Moçambique encerra comportas de barragem para economizar água

Maputo, Moçambique (PANA) - As autoridades moçambicanas fecharam, esta semana, as comportas da barragem dos Pequenos Libombos, no rio Umbelúzi, numa medida que visa economizar a água e, consequentemente, aumentar a quantidade desta naquele reservatório.

A informação foi avançada pelo ministro moçambicano das Obras Públicas, Habitação e Recursos Hídricos, Carlos Bonete, durante um briefing orientado quarta-feira pelo primeiro-ministro Carlos Agostinho do Rosário.

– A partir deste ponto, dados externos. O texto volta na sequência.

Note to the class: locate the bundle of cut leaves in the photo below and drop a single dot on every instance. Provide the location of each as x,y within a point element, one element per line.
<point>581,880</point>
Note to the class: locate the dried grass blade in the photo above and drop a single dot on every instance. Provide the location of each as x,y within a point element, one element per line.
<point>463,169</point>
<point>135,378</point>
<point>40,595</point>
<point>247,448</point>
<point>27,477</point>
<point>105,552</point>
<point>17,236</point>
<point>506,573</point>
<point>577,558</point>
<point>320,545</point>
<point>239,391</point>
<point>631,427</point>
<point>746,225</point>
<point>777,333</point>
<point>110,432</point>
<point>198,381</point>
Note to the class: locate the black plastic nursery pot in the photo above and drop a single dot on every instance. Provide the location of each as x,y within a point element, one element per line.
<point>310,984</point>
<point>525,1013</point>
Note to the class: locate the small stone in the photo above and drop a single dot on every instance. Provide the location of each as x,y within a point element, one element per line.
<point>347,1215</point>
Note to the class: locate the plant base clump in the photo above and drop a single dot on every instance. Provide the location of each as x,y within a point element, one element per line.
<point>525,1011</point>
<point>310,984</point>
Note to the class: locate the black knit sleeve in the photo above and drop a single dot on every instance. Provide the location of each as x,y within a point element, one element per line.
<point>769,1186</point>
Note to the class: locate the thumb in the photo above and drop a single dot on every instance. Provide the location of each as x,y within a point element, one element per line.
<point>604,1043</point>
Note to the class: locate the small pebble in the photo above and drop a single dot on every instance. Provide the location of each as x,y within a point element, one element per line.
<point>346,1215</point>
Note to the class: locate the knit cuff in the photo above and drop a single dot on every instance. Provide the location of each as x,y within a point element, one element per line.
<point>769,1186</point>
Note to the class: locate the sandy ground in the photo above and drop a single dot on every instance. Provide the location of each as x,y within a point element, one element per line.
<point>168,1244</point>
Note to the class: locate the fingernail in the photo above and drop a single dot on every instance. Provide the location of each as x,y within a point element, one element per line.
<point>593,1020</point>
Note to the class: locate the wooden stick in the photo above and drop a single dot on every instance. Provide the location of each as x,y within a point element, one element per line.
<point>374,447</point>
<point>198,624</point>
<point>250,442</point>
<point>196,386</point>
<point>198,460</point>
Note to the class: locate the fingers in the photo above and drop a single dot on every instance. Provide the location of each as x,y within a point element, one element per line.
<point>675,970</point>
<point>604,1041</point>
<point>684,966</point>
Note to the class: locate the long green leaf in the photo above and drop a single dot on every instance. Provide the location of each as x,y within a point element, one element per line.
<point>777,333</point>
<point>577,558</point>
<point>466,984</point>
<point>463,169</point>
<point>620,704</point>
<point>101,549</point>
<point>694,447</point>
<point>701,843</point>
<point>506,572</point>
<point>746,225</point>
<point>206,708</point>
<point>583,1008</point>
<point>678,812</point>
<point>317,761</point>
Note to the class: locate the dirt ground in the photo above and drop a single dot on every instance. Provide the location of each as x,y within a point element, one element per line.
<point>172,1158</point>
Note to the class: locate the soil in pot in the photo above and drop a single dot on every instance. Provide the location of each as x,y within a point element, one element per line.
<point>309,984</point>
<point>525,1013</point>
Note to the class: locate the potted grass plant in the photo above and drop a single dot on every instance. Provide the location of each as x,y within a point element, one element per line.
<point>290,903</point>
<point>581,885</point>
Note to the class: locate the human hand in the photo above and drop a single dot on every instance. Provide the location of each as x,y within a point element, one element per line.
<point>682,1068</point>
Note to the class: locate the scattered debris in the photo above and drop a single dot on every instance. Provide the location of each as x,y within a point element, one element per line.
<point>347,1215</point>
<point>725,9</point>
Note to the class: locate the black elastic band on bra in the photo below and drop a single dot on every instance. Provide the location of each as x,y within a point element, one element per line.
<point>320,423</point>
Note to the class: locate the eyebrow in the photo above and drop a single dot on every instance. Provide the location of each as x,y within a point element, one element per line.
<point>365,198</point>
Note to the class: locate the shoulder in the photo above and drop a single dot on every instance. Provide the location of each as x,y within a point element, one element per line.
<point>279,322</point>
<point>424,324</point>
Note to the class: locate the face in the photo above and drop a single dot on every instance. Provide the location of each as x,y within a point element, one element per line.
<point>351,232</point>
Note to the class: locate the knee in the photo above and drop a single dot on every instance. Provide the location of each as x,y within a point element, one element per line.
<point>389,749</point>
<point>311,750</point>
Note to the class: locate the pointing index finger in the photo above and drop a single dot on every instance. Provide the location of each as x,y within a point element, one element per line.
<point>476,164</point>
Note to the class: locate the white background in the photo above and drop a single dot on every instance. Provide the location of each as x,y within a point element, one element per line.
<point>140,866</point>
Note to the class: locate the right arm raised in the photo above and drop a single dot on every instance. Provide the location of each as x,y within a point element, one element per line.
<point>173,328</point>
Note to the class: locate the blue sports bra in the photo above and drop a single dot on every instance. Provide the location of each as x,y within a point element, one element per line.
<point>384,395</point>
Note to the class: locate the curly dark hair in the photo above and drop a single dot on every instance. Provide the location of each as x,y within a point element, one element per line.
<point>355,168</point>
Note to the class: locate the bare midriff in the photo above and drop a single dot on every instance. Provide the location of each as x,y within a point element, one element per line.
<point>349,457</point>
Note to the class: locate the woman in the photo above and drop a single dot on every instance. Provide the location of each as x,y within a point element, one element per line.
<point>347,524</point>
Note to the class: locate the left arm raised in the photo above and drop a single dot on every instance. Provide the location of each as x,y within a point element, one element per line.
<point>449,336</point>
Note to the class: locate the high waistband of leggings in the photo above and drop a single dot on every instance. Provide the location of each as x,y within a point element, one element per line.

A estação de bombagem e tratamento de água do Umbelúzi é a principal fonte do precioso líquido para a Grande Área Metropolitana de Maputo, a capital, e depende do fluxo regular de água da barragem dos Pequenos Libombos, que igualmente alimenta a vila municipal de Boane e a autarquia da Matola.

A queda do nível do reservatório na barragem levou a empresa Águas da Região de Maputo, SA (AdeM) a introduzir um programa de restrição no abastecimento de água às cidades de Maputo e Matola e ao distrito de Boane, com efeitos a partir de 10 de janeiro último.

O nível de enchimento chegou ao extremo de cair para 13 porcento, mas Bonete disse que as chuvas recentes permitiram uma recuperação até cerca de 20 porcento, e o Governo acredita na possibilidade de vir atingir a fasquia de 50 porcento.

Até terça-feira, o reservatório libertava 1,5 metro cúbico de água por segundo para o Umbelúzi e, com as comportas fechadas, nada está saindo do reservatório.

Bonete disse à agência moçambicana de notícias (AIM) que isso era possível porque ainda há água a jusante em Movene, que está fornecendo a estação de tratamento.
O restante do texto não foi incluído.